Circulation vs Readership
I blogged on Tuesday the media readership figures for 2007. Now someone has kindly pointed me to the latest circulation figures also. Now what is the difference you may ask?
Readership figures are generally compiled from random polling. Ask 10,000 adult NZers which newspapers they read, and then you extrapolate that against the adult population so have readership figures.
Advertising prices tend to be based on readership.
Circulation figures, as I understand it, are basically an auditor going through the accounts of a publisher and verifying the number of newspapers being printed and paid for. So it should be more accurate than readership, but not necessarily more important. It affects subscription revenue but advertising revenue for most media is bigger.
Readership will always be higher than circulation as more than one person reads a newspaper often.

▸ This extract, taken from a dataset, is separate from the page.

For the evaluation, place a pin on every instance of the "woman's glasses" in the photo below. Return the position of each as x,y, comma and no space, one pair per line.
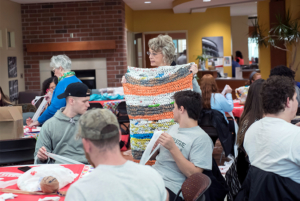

So did readership changes mirror circulation changes? Not much. Below is the circulation change and readership change for each major paper:
- Independent Financial Review +26%, -13.9%
- Herald on Sunday +1.1%, +5.8%
- Waikato Times +0.1%, +1.1%
- The Press n/c, +4.5%
- Dominion Post -0.1%, -3.6%
- NZ Herald -0.8%, +3.0%
- ODT -2.5%, -3.6%
- Sunday News -4.3%, -11.2%
- Sunday Star-Times -4.4%, -2.9%
- National Business Review -5.5%, +12.0%
The IFR result is puzzling. Their circulation increased by a quarter yet less people say they are reading them. Maybe their name change confused people in teh readership survey?
NBR is a bit the opposite direction. Their circulation is down, but readership up strongly. This may be that more people are reading communal copies, such as in offices etc.